Weaviate is a useful implementation example because its hybrid query combines BM25 keyword search and vector search, supports alpha weighting, supports fusion strategies, and can return score metadata for inspection.

from weaviate.classes.query import Filter, HybridFusion, MetadataQuery

collection = client.collections.use("Documents")

response = collection.query.hybrid(
    query="tenant-aware metadata filtering for RAG",
    alpha=0.5,
    fusion_type=HybridFusion.RELATIVE_SCORE,
    limit=10,
    return_metadata=MetadataQuery(score=True, explain_score=True),
    filters=(
        Filter.by_property("status").equal("published") &
        Filter.by_property("source_type").equal("knowledge_base")
    )
)

for obj in response.objects:
    print(obj.properties)
    print(obj.metadata.score)
    print(obj.metadata.explain_score)

This query searches by both keyword relevance and vector similarity. The filters keep the search inside published knowledge-base content. The score metadata helps explain why each object ranked where it did.
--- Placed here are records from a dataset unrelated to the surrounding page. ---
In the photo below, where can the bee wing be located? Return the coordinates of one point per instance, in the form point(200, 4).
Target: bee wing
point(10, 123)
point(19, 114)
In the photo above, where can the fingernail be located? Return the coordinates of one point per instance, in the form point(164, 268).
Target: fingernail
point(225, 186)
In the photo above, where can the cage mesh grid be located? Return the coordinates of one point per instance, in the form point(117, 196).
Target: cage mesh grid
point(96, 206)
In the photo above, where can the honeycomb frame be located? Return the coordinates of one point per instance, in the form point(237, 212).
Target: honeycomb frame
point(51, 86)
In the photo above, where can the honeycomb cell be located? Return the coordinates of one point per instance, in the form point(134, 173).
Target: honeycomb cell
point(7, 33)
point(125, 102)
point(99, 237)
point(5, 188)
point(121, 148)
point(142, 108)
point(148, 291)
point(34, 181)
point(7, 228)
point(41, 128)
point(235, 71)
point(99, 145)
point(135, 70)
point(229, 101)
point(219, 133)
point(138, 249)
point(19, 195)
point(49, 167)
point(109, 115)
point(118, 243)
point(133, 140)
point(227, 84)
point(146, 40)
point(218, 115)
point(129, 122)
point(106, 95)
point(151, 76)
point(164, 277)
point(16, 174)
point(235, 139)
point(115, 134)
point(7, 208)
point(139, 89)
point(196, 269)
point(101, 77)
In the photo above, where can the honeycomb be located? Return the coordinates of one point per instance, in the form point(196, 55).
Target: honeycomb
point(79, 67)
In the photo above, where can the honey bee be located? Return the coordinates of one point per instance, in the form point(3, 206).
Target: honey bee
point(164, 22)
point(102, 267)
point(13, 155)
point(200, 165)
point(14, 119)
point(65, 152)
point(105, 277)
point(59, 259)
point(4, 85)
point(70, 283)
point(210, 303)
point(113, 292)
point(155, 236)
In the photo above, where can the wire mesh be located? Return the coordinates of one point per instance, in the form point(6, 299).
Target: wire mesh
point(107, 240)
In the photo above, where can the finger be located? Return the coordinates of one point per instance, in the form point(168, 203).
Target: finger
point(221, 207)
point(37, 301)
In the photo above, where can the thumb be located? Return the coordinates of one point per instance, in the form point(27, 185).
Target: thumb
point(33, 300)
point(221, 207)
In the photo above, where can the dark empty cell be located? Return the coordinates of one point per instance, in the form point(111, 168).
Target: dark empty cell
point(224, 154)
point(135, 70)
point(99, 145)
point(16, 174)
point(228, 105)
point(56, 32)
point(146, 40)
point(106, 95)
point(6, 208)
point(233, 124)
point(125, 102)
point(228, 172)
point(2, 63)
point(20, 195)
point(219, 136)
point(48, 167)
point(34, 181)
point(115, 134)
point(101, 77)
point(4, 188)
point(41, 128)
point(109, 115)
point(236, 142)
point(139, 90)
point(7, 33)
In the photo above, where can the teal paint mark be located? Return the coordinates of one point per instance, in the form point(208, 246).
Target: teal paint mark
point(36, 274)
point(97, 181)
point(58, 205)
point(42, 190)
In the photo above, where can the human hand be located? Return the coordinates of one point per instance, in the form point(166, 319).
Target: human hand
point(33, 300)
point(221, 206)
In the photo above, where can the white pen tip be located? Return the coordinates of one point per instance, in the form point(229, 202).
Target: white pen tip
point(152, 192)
If exact terminology is being missed, adjust the balance toward keyword behavior. If semantically relevant paraphrases are being missed, adjust toward vector behavior. If top results are close but not ordered well, test a reranking stage.

Common Mistakes

  • Using hybrid search without evaluating the keyword/vector balance.
  • Assuming fusion scores mean the same thing across different query types.
  • Forgetting metadata filters for tenant, status, or permissions.
  • Expecting hybrid search to replace good chunking and metadata design.
  • Skipping score inspection when results look surprising.
  • Using only demo queries instead of real user queries for tuning.

Best Practices

  1. Start with a balanced hybrid setting, then tune from real query logs.
  2. Evaluate exact-term queries and paraphrase-heavy queries separately.
  3. Use filters to enforce tenant, role, status, source, and freshness constraints.
  4. Inspect score explanations before changing the retrieval strategy.
  5. Add reranking when the right candidates appear but the order is weak.
  6. Keep keyword-searchable fields and vectorized fields intentionally designed.
  7. Measure retrieval quality before measuring generated answer quality in RAG.

Summary

Hybrid search works by creating two retrieval views of the same query: one based on exact keyword relevance and one based on semantic similarity. The system then normalizes or ranks those signals, fuses them into a single score, applies any required filters, and returns one final result list.

The strength of hybrid search is that it can recover exact terms and conceptual matches at the same time. For production RAG and semantic search, the best results usually come from treating hybrid search as a tunable pipeline, not just a single search mode.